Editorial procedures emphasize critical evaluation, uncertainty estimation, and combination of results following statistical prescriptions used in analyses by collaborations like ATLAS Collaboration, CMS Collaboration, and experiments led by groups at Stanford University, Caltech, and Princeton University. The Group documents conventions for particle naming, quantum numbers, branching fractions, and mass and lifetime determinations consistent with conventions used by the Particle Physics Project Prioritization Panel, the International Union of Pure and Applied Physics, and standards adopted by journals such as Physical Review Letters, Journal of High Energy Physics, and European Physical Journal C. Methodological sections discuss techniques including maximum likelihood fits, covariance matrix treatment, treatment of systematic uncertainties, and combination frameworks related to work by statisticians at institutions like CERN, Imperial College London, and University of California, Santa Barbara.
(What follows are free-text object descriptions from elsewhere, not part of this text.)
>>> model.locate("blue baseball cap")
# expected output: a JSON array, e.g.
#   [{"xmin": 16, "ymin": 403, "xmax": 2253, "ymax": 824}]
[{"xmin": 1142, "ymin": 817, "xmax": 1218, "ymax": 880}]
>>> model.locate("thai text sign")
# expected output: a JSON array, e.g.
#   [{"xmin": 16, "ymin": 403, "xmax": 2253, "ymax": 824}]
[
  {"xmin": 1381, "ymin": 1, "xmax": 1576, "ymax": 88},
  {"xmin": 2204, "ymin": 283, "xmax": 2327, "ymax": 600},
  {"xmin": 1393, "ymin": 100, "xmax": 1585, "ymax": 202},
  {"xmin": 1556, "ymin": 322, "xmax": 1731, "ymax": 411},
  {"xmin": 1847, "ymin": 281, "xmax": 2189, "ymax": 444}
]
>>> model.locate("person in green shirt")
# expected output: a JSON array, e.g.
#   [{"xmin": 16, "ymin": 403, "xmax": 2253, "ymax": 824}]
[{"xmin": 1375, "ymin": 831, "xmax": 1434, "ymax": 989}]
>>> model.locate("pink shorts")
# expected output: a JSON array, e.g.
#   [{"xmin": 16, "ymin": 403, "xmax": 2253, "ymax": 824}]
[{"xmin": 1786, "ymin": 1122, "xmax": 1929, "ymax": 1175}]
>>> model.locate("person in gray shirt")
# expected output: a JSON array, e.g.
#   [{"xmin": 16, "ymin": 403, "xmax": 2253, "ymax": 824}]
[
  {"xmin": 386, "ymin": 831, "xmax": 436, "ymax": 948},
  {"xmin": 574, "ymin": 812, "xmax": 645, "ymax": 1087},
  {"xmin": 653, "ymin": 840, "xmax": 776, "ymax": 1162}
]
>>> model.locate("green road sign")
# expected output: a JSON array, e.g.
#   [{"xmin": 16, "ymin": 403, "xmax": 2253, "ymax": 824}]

The Group's compilations are cornerstone references for analyses at major experiments and for theoretical studies by researchers associated with Stanford Linear Accelerator Center, Perimeter Institute, and university research groups worldwide. They guide detector design in projects at KEK, DESY, and Fermilab, inform searches for physics beyond the Standard Model pursued by collaborations such as SuperCDMS, LUX-ZEPLIN, and aid astrophysical interpretations used by teams at NASA and observatories like Fermi Gamma-ray Space Telescope. The Group's standards influence education and textbooks authored by names linked to Peskin and Schroeder, Halzen and Martin, and Griffiths (physicist), and its datasets appear in review articles, Nobel Prize citations, and policy documents from bodies including the European Commission and national research councils. The Group thereby functions as a bridge among experimental collaborations, theoretical centers, funding agencies, and international research infrastructures.